Antonio Casu: "Direi di no. Siamo andati al limite. Abbiamo lavorato per migliorare ogni dettaglio”.


OmniAuto.it: Anche sugli spazi?
Antonio Casu: "Assolutamente. È un'auto dalle misure contenute, ma comoda da abitare, anche se questo dovrebbe essere lei a dirlo e non io. E poi ci sono soluzioni che sembrano estetiche, tipo i 'blade' laterali (i rivestimenti dei montanti posteriori, ndr), che hanno anche funzioni aerodinamiche. Raggiungere un Cx di 0,30 con un modello così è stata una bella sfida".

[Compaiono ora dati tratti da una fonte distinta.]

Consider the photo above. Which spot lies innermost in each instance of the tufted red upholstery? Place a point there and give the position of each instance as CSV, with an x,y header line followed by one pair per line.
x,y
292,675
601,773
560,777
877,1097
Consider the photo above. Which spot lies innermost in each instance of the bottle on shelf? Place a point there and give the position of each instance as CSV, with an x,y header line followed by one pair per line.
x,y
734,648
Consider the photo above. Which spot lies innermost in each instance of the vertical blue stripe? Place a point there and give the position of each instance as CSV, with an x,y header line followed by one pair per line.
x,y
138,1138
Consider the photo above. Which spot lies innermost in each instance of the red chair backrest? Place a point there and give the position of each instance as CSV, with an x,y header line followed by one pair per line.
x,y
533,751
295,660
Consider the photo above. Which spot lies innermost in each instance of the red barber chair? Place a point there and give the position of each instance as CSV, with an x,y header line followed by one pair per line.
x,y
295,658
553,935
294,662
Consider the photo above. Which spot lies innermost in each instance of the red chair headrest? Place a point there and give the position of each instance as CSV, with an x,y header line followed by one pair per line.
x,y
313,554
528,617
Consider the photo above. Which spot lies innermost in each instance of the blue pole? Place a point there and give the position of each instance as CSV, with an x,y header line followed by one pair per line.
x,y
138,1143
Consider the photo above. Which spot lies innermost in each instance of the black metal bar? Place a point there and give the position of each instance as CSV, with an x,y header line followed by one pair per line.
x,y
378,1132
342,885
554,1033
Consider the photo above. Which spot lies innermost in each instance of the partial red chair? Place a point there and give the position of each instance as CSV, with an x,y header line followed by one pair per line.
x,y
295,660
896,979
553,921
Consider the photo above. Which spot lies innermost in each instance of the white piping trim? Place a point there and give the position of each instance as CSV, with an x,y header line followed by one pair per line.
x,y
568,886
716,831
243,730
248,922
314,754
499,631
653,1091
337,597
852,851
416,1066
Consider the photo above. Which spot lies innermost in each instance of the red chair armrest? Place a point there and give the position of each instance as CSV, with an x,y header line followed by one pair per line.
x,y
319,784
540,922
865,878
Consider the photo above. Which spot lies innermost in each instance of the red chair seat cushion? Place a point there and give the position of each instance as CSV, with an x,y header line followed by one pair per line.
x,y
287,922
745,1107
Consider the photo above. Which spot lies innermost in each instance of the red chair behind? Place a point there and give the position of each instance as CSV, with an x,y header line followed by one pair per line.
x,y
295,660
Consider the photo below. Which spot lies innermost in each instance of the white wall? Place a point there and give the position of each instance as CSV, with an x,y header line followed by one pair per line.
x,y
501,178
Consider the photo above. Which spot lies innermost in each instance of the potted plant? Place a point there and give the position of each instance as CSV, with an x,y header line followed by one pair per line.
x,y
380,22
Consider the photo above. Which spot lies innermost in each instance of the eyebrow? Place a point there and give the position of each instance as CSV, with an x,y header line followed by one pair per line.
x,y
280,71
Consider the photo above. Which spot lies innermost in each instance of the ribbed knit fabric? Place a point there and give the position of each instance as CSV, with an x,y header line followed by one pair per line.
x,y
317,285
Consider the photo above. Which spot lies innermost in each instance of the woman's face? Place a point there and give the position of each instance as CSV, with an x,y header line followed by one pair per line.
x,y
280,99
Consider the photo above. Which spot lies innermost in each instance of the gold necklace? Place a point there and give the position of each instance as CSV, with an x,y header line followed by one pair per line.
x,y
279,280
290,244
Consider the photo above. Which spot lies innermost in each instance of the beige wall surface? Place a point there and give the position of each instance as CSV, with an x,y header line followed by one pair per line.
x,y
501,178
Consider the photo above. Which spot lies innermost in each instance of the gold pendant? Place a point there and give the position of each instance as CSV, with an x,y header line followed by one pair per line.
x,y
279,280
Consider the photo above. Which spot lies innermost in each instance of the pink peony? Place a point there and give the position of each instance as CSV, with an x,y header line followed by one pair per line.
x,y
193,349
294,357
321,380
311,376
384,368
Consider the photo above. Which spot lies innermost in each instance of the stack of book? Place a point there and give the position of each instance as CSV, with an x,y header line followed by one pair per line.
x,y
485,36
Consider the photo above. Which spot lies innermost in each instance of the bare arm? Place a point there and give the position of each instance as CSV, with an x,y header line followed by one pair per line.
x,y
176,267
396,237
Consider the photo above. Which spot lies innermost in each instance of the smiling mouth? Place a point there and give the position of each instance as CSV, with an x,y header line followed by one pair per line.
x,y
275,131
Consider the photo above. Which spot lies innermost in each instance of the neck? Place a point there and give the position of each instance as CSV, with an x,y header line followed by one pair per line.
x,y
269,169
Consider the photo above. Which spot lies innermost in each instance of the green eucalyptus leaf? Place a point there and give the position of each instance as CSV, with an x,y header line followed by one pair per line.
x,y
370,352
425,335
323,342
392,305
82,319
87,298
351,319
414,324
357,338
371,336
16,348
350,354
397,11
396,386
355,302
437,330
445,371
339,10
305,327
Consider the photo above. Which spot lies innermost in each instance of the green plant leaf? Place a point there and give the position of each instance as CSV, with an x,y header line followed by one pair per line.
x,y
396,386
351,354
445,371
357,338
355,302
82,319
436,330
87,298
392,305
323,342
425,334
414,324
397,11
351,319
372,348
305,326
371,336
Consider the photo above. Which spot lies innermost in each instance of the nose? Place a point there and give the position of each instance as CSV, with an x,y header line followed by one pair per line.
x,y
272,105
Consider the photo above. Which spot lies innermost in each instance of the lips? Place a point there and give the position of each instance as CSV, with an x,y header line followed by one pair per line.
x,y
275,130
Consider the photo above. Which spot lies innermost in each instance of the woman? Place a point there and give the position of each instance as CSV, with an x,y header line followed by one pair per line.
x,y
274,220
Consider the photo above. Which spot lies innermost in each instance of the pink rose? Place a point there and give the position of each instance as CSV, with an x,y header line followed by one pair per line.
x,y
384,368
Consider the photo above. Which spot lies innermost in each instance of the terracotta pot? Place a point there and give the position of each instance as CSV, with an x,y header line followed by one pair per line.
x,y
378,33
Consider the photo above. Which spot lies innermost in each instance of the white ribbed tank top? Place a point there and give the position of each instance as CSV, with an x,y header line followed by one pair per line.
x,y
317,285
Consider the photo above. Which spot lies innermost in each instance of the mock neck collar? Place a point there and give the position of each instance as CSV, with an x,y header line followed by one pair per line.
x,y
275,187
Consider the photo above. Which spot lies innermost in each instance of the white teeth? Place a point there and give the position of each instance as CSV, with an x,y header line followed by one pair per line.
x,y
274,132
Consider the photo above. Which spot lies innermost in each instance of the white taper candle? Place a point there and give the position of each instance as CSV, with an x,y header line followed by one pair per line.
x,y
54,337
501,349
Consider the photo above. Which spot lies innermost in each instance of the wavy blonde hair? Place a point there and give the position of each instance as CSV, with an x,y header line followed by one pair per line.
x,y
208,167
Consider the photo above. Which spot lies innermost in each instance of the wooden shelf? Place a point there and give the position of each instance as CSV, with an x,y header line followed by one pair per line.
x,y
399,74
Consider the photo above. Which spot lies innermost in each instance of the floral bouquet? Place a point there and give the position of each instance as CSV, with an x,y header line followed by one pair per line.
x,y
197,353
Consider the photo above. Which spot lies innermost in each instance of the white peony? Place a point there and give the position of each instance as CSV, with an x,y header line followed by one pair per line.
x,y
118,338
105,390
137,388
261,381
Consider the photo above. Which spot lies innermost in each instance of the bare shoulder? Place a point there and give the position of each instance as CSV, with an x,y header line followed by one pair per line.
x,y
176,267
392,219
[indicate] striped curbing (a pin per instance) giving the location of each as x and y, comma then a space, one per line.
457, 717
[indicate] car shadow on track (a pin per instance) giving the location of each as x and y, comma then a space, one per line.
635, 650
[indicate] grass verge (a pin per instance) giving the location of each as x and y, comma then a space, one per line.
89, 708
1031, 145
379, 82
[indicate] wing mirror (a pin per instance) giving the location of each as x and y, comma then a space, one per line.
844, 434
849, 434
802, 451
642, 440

OmniAuto.it: E adesso che è su strada?
Antonio Casu: "È la nostra grande soddisfazione".


OmniAuto.it: Al plurale.
Antonio Casu: "Certo. Nessuno in questo campo può veramente dire 'questa l'ho fatta io'. Audi è come una grande orchestra e io sono un direttorino di un complessino, se mi passa il termine, che ha contribuito alla realizzazione del concerto che è Q2".

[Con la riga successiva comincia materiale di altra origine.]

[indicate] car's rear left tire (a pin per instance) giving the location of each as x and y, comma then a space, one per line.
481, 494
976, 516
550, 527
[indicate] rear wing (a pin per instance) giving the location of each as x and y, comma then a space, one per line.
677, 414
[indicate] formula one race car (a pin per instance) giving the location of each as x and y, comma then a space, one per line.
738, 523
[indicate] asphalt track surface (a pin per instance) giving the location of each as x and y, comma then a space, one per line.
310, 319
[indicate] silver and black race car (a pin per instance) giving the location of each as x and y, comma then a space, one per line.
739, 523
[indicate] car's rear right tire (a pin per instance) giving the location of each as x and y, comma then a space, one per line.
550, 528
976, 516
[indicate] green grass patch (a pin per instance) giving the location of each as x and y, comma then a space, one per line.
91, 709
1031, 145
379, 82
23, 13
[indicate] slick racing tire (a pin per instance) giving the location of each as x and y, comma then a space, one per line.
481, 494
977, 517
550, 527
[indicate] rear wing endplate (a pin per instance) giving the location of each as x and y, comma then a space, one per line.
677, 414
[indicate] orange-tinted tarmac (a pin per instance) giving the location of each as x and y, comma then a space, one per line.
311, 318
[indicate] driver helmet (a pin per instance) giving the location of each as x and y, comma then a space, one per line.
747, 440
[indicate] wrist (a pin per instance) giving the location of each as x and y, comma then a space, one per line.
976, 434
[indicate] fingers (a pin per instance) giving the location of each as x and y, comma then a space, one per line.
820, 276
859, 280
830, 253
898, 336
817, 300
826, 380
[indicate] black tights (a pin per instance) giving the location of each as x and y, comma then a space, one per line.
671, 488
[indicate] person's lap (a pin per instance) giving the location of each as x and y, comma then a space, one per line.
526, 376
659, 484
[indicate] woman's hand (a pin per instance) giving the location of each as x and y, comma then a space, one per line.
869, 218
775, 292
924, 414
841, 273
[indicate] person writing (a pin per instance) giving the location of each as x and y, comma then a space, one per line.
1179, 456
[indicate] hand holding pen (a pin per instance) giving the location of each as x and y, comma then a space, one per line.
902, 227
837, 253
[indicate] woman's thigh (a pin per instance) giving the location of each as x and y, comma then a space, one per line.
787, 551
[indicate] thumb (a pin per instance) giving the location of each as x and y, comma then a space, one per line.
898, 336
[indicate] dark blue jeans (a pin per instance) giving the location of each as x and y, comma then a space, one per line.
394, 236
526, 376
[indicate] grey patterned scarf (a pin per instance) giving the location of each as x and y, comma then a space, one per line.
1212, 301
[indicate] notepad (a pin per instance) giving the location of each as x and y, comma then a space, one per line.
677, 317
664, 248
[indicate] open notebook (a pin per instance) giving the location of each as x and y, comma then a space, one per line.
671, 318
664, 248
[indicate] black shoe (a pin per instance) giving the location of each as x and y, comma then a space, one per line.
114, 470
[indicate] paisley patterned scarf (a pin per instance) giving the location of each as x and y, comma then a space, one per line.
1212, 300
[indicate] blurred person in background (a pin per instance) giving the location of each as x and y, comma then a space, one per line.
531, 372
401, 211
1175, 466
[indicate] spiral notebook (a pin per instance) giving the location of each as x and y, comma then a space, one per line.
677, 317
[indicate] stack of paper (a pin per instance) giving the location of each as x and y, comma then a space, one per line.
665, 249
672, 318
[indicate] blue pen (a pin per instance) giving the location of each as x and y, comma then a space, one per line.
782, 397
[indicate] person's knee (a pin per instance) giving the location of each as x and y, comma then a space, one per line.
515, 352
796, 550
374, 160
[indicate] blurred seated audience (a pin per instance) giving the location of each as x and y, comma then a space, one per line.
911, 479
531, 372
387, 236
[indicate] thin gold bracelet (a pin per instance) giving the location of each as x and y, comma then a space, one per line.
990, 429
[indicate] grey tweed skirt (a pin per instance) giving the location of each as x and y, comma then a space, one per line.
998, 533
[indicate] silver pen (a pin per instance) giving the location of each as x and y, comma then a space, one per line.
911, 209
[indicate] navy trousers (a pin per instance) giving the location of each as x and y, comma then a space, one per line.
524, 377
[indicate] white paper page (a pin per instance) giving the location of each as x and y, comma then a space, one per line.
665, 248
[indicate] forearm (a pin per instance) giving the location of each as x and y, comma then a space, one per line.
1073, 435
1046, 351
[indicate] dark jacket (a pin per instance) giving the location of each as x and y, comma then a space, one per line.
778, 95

OmniAuto.it: Un'auto che spacca, giusto?
Antonio Casu: "Un linguaggio giovanile per un'auto giovanile. Ma è anche un modello che non è erede di altri: è nuovo e non aveva riferimenti interni. In questo senso rompe gli schemi, anche perché Audi non aveva mai proposto un suv così".


OmniAuto.it: L'obiettivo che avete perseguito?
Antonio Casu: "Ogni elemento doveva essere impiegato al meglio, portato al limite. E questo riguarda sia il peso sia la funzionalità".


OmniAuto.it:"L'obiettivo al quale puntate?
Antonio Casu: "Lei sa che non parliamo di numeri... Ma io spero di avere il più bel problema che ci possa capitare: quello di essere costretti ad aumentare la produzione. In sintesi: spero che le nostre previsioni di vendita siano troppo conservative".


OmniAuto.it: Prospettiva interessante: ma lei ci deve credere, come dire, "per contratto".
Antonio Casu: "Io comprerò una Q2. E ci porterò mio figlio".


OmniAuto.it: Per orgoglio?
Antonio Casu: "Le rispondo con un aneddoto. All'università, un mio professore di scienza delle costruzioni mi aveva chiesto una prova statica. Quando gli presentai il mio lavoro mi chiese se ci avrei dormito sotto: gli risposi di sì. La ragione per cui oggi porterò mio figlio sulla Q2 è la stessa per la quale allora mi sarei rilassato sotto quella struttura".


OmniAuto.it: Adesso il lavoro è finito?
Antonio Casu: "Scherza? La macchina è sempre viva, anche quando è in produzione".